- Location: Union Parish, near Farmerville, Louisiana
- Coordinates: 32°45′41″N 92°25′26″W﻿ / ﻿32.76139°N 92.42389°W
- Type: reservoir
- Basin countries: United States
- Surface area: 15,250 acres (62 km^{2})
- Surface elevation: 79 ft (24 m)

= Lake D'Arbonne =

Lake D’Arbonne is a man-made reservoir located near and around the town of Farmerville in Union Parish in north Louisiana. Lake D’Arbonne State Park, a state-maintained camping and recreation area, is located on the lake. Louisiana State Highway 33 bridge crosses the lake.

==History==
The lake has a combined estimated area of 15250 acre, first planned in 1957. In 1961, a 2450 feet-long, 54 feet tall concrete dam was built by the Louisiana Department of Public Works.
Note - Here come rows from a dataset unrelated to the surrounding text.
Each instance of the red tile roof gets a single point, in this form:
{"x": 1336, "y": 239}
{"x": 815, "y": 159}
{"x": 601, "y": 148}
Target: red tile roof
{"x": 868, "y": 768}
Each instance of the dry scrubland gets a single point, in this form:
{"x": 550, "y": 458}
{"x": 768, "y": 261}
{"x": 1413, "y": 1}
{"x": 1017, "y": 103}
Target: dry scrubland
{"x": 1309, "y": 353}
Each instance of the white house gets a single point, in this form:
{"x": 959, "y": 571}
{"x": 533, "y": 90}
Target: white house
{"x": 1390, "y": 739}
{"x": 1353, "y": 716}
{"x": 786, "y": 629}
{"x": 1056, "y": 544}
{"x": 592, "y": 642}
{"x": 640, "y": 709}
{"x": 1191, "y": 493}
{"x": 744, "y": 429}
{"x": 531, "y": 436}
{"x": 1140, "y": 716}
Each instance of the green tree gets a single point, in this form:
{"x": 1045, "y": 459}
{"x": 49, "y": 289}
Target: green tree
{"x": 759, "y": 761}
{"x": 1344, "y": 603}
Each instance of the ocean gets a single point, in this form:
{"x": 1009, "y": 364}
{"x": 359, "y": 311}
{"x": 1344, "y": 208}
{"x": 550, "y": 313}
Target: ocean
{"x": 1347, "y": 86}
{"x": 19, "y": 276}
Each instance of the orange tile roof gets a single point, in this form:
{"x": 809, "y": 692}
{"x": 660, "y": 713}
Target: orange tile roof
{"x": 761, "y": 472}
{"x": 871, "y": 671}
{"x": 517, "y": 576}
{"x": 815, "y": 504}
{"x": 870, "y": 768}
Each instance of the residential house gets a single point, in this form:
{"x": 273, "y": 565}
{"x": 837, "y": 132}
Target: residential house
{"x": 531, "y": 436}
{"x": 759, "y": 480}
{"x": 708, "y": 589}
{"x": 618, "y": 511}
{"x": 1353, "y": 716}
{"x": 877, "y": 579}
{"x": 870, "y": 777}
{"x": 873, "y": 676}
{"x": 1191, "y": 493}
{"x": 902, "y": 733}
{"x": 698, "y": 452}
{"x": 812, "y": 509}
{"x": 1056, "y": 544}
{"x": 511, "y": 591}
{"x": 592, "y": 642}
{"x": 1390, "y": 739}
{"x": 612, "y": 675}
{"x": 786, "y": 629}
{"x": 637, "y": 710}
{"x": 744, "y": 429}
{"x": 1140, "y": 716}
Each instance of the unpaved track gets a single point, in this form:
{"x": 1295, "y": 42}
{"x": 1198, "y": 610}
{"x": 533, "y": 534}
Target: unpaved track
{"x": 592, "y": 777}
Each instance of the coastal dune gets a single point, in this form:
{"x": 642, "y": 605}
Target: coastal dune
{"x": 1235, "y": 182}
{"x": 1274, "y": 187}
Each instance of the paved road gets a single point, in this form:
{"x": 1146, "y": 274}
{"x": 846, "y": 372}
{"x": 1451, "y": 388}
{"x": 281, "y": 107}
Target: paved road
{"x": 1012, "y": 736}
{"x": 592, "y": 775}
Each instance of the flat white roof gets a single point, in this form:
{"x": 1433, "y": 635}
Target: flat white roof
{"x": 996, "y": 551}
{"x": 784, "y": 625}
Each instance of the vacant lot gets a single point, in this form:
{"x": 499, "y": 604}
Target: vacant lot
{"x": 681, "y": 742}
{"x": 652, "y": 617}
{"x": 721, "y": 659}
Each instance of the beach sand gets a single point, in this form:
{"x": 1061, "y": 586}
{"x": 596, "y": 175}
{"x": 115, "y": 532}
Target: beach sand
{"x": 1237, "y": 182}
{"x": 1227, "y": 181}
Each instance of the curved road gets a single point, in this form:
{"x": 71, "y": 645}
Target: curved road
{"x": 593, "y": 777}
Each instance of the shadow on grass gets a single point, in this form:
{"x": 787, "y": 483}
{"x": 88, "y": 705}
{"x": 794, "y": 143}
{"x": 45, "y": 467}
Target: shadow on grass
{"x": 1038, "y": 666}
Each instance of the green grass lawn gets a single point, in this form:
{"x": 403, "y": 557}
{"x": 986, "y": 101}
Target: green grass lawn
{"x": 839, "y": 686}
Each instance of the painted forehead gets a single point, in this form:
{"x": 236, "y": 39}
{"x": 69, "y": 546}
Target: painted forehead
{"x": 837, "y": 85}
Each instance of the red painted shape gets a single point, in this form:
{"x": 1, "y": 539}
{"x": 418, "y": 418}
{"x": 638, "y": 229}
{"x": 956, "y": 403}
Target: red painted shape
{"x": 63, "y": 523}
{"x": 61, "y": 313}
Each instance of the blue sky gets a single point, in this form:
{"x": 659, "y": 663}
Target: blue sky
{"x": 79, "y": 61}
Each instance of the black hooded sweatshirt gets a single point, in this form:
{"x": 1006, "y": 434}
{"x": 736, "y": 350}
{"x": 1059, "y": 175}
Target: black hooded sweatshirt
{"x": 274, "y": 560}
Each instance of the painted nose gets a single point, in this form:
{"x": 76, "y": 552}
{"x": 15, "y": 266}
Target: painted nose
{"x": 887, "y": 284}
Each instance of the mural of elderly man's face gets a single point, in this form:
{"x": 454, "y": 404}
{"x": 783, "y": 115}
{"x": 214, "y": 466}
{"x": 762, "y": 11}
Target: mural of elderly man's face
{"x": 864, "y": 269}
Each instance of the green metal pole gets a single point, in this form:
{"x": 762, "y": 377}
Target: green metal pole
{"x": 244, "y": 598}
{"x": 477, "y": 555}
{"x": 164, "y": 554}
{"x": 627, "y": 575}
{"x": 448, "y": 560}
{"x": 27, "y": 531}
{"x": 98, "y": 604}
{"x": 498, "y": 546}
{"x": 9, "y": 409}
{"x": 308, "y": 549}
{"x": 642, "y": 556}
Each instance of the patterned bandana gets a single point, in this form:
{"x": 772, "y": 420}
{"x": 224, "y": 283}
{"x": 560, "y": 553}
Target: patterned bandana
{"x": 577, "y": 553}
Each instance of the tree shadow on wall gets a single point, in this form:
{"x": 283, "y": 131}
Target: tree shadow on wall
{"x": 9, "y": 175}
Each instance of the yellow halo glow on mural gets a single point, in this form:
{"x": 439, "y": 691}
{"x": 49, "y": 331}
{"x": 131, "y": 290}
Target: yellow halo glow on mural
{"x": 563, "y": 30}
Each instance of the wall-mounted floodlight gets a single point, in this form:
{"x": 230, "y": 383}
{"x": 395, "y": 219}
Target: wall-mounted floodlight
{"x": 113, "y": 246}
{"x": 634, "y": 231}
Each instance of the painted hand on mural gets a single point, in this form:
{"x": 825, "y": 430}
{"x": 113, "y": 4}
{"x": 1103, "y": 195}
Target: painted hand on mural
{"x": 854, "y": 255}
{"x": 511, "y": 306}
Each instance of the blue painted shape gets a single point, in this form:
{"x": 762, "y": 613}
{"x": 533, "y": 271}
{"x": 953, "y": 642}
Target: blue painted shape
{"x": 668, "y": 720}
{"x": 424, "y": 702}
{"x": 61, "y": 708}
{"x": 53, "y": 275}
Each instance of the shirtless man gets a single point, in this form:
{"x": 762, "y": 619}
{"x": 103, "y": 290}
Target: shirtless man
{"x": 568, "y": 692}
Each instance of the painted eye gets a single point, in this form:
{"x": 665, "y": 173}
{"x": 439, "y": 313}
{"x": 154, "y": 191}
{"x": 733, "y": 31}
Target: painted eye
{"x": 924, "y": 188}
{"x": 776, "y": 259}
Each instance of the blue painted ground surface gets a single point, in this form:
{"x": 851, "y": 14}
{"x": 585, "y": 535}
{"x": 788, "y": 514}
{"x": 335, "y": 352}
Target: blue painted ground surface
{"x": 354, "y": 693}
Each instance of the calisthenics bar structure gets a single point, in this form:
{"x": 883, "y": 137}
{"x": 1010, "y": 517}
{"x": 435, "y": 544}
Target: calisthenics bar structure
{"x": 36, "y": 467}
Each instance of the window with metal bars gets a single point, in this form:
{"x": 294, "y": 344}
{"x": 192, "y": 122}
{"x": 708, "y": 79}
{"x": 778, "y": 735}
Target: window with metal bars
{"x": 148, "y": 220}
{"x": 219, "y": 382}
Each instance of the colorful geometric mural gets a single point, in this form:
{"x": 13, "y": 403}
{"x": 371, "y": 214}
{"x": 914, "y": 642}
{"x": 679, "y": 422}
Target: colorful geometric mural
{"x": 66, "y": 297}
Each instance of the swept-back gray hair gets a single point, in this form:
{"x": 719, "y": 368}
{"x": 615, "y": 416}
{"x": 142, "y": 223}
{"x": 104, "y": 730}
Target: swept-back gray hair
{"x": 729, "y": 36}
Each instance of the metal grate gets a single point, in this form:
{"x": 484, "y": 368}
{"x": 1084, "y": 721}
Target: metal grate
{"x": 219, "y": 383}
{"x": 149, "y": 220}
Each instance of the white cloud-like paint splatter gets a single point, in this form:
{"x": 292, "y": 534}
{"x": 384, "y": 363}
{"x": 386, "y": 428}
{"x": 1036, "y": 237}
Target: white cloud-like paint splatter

The lake began to fill by 1963. Lake D’Arbonne State Park, a state-maintained camping and recreation area, is located on the lake.

The Louisiana State Highway 33 bridge crosses the lake and named for James Peyton Smith, the state representative from Union and Morehouse parishes from 1964 to 1972.

The larger lower portion, called the big or main section, is fed by Stowe, Bear, and Hurricane Creeks. The smaller section above the bridge is fed by the Corney and Little D’Arbonne creeks. In the northern part, Louisiana Highway 2 crosses the lake with two bridges.